Recent simulations by Florida Atlantic University using a simulated aerosol with the smaller and more dangerous droplets (10 to 20 microns in size) show the finer droplets travel up to 3m (10 feet) after a cough, and these can hover in the air for a minute after the cough. Figure 1’s upper part shows the beginning of this process (the stripes in the cloud are from laser lighting effects).
The Florida Atlantic University video with different cough simulations is here.
We got the right to show the simulations and asked Professor Dharak to make a simulation with a face mask. The difference is dramatic, Figure 1 lower part.
The virus can also survive a day or more on a non-porous surface (to not dry out so fast) like a metal handle or our mobile phones.

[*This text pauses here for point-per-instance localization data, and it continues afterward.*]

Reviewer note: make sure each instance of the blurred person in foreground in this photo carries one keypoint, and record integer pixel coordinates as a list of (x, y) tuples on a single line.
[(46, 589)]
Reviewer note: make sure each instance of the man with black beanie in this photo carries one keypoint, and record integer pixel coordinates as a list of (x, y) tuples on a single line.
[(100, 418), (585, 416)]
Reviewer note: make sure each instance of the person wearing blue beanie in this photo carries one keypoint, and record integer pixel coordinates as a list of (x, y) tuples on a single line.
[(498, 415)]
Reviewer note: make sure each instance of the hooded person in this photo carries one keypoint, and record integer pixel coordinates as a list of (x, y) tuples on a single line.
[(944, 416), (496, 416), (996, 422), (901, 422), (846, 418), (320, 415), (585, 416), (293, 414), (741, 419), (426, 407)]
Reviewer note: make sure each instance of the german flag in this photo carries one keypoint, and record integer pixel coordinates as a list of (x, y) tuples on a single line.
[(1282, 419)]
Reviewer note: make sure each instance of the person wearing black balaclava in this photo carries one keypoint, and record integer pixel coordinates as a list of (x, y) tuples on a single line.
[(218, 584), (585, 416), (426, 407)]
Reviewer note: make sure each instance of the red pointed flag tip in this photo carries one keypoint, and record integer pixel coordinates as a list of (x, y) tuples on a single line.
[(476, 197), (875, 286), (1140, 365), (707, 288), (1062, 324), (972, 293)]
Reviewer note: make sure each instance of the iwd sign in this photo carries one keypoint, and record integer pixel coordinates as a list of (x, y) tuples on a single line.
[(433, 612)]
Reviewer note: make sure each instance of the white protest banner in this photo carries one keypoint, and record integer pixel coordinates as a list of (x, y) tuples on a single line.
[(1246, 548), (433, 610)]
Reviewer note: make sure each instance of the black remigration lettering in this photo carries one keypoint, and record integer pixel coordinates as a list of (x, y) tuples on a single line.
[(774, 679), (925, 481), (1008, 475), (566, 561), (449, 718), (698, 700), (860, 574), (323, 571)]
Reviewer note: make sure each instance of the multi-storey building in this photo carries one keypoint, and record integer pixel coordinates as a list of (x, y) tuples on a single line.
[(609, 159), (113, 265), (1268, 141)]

To be infected, the virus must then be brought to our nose, mouth, or eyes by our hands, and there enter our tissues.
This is why regular handwashing is so important and why handwashing or rinsing hands with alcoholic gel after touching public surfaces are recommended.
The probability of getting the virus to the lungs where they can cause a dangerous infection is much higher through the aerosol path than the touch path. There is still no clear evidence of a touch path infected patient, according to the experts.
When flying on an airliner post-COVID, both paths are in focus.
The danger of inhaling infectious droplets/aerosol depends on how far it travels from the infected person and how long it stays airborne. In areas without a directional airstream displacing the droplets/aerosol from our breathing level, the risk is higher. Figure 1 is such a case.
Examples thereof are any indoor confinements like shops, stations, trains, buses, work areas, and airport check-in or waiting areas.
Airliner cabins do not count to this category. The Environmental Control System preparing the air we breathe in aircraft builds on a directional airflow from top to bottom. The flow, which is substantial (the air is exchanged in the cabin every other minute), enters at the roof level and travels down to the floor area, where it exits through air vents in the outer walls besides our shoes.
As the air goes back to the air conditioning system in the belly of the aircraft, it passes HEPA (High-Efficiency Particulate Air) filters that catch the rather large COVID-19 viruses. The air is then mixed with new air from the aircraft engine compressors and enters the cabin at the roof level to retake its journey downwards to the outlets sitting at the bottom of the cabin walls.
This orderly airflow will be disturbed by movements in the cabin, and this is why probably the highest risk of contamination is during boarding and deplaning the cabin. The risk during flight is lower, supported by examples given by IATA in the week (see below).
As seen in Figure 1, the mask minimizes the risk of an infected person propagating virus droplets to neighbors in the cabin. Once past the floor outlets, HEPA filters catch the virus. The mask born by neighbor passengers adds additional protection from inhaling any residue aerosol from an infected co-passenger.
Wearing masks has been part of Asian culture for decades. When I first saw it during travel in Japan, I thought, “people are nervous about getting infected here.” I was wrong. It’s not the persons fearing an infection that wears the mask; it’s the infected person. Asians with flu put on a mask of courtesy to other people.
This is a habit we should adopt, not only in COVID times.
“And we should stop the stupid hand-shake,” says the chief US immunologist Dr. Fauchi. “It has no place in modern society, not now and not after the Pandemic.” This leads us to the touch path.
While scientists are clear over the aerosol path, the touch path is intellectually plausible but with a lower probability of infection. How low is not clear as there has been no cases or studies that have proven such an infection chain.
The chain is possible, and the use of an alcoholic gel after touching common areas such as lavatory handles and doorknobs, etc. shall minimize this risk path. The mask, in addition, makes inadvertent touching the sensitive nose and mouth tissues more difficult.
IATA (the association of the world’s airlines) issued recommendations in the week ahead of a re-starting of flying. Masks for passengers and crew are imperative, and we understand why.
IATA also points to none of the known flights, where post-flight confirmed COVID-19 infected passengers traveled, resulting in infected co-passengers. There were three cases of a passenger to crew infections however, as here, the communication is face to face. Once again, mask-wearing makes sense (this was before crews and passengers wore masks).
We have asked Airbus and Boeing to support us in explaining the in-cabin airflow better, and we will dig deeper into this in the next Corner.